LLM Inference
Overview
The OpenGradient Python SDK provides a simple interface for running LLM inference on OpenGradient's decentralized network. Under the hood, the SDK uses x402, a payment-gated HTTP standard that extends HTTP with payment requirements using the 402 Payment Required status code. This enables secure, cryptographically-verified payments before inference execution, making it ideal for pay-per-use LLM APIs.

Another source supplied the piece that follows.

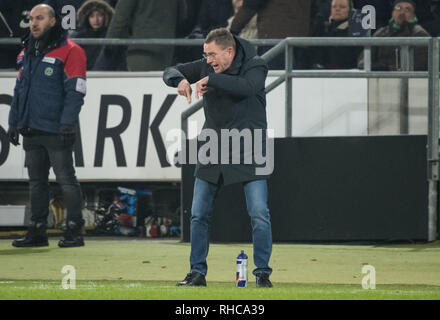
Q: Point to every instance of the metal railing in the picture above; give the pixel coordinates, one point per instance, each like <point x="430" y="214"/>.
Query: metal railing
<point x="432" y="75"/>
<point x="287" y="45"/>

The OpenGradient network and SDK handles all the complexity of payment signing, verification, and settlement automatically, so you can focus on building your application. All LLM inferences are executed on OpenGradient's decentralized network and verified using TEE (Trusted Execution Environments), providing cryptographic guarantees that your prompts and results are handled correctly.
Methods
The SDK currently supports two types of LLM inference:
llm_completionfor simple LLM completionsllm_chatfor more advanced LLM chat completions (including tool-usage)
Both inference types support two execution modes:
og.LlmInferenceMode.VANILLA: standard inference execution on OpenGradient's decentralized network, providing verifiable on-chain results without hardware attestationog.LlmInferenceMode.TEE: verified and private inference through TEE nodes that route to third-party LLM APIs (OpenAI, Gemini, Anthropic, etc.)
TEE execution provides cryptographic verification of prompts for mission-critical applications (DeFi, financial services, healthcare, etc.) and ensures privacy of personal data through hardware-attested code auditing.
Both of these functions mostly mirror the OpenAI APIs, however there are some minor diferences.
TIP
To learn more about how LLM execution works on OpenGradient, including the x402 payment-gated API and TEE verification, see LLM Execution.
def llm_completion(
model_cid,
prompt,
inference_mode=og.LlmInferenceMode.VANILLA,
max_tokens=100,
temperature=0.0,
stop_sequence=None)
def llm_chat(
model_cid,
messages,
inference_mode=og.LlmInferenceMode.VANILLA,
max_tokens=100,
temperature=0.0,
stop_sequence=None,
tools=[],
tool_choice=None)Completion Example
import opengradient as og
import os
client = og.new_client(
email=None,
password=None,
private_key=os.environ.get("OG_PRIVATE_KEY"),
)
result = client.llm_completion(
model_cid='openai/gpt-4o',
prompt="Translate the following English text to French: 'Hello, how are you?'",
max_tokens=50,
temperature=0.0
)
print(f"Response: {result.completion_output}")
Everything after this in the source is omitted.